I use UK-Layout, with some remappings for my precious umlauts
q+altgr ->ü
a+altgr -> ä
s+altgr -> ß
z+algr -> ö
bonus: in contrast to the peasentry I have an uppercase ẞ (altgr+shift+s)
I use Canadian Multilingual on a ISO-style keyboard, mostly because my main language is French and typing accents on a US keyboard is horrible.
Coding makes a hefty use of Alt ("option" on mac), but they're relatively well-placed (see the labels on the bottom-right of the keys in the pic)
My main annoyance with it is that the ANSI-style keyboard puts "ù" to the left of "1", instead of the "/" you get on that key on a ISO keyboard (where ù is between the left shift and z). You can see how annoying this would be when programming or using the command-line. And of course, Apple stores only stock MacBooks with ANSI keyboards...
You can adapt to a new layout pretty easily.
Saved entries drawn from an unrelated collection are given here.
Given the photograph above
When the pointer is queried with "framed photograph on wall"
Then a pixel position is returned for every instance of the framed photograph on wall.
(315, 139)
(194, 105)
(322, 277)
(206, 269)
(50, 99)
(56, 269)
I already did it twice due to moving to new country.
I use a plain 34 keys layout based on qwerty for letters, comma/dot/semicolon. The numpad and symbols layers are handcrafted so that every symbol is easy to reach, it's also optimize to type things like <- and -> easily
I'm columnar-ortho now, but for standard it's ISO or bust. You can keep your shitty enter key and your overly long shift key
I used to use the Brazilian ABNT-2 layout, it's pretty much just a US layout with accent keys that activate like a second layer for some specific keys to display specific Portuguese language characters such as ç á à â ã é è etc. It's surprisingly ok for programming as it doesn't get in the way because you have special keys to activate the 2nd layer and most of them you need to spread shift + something in order to activate them. I'd say it's a good layout.
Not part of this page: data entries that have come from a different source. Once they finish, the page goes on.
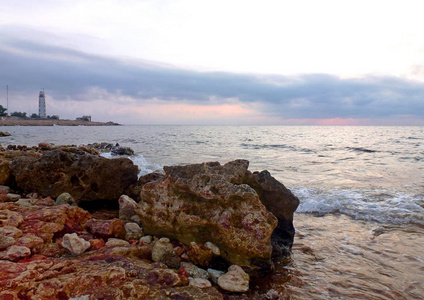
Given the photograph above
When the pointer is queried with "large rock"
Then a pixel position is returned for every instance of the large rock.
(85, 176)
(211, 203)
(282, 203)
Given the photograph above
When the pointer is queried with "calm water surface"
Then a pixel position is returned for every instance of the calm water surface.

Started on US, now using DE for decades. But able to still use us. Slash position is a plus there.
But Swiss, that's the stuff of nightmares! Oh and mac while usable unnecessarily sucks too imo.
Used US and JP qwerty, both are fine after a while, but switching can be annoying (mostly I mix up whether " or @ is Shift-2).
The one thing I hate is the fragmentation of the bottom left cluster. I started out on keyboards with Ctrl Fn Super Alt, but now I much prefer Fn Ctrl Alt Super.
I use a sub-40% layout that I love. I wrote all about it here: https://natecox.dev/lets-talk-about-keyboards
As a German I have to admit that the ANSI US layout is the one American standard that's superior to the European ones. That said, I still need some Umlaute and accented letters from time to time, which is why I use the EurKEY layout, which adds all of those keys back and many morek, most of them accessible without having to use a dead key.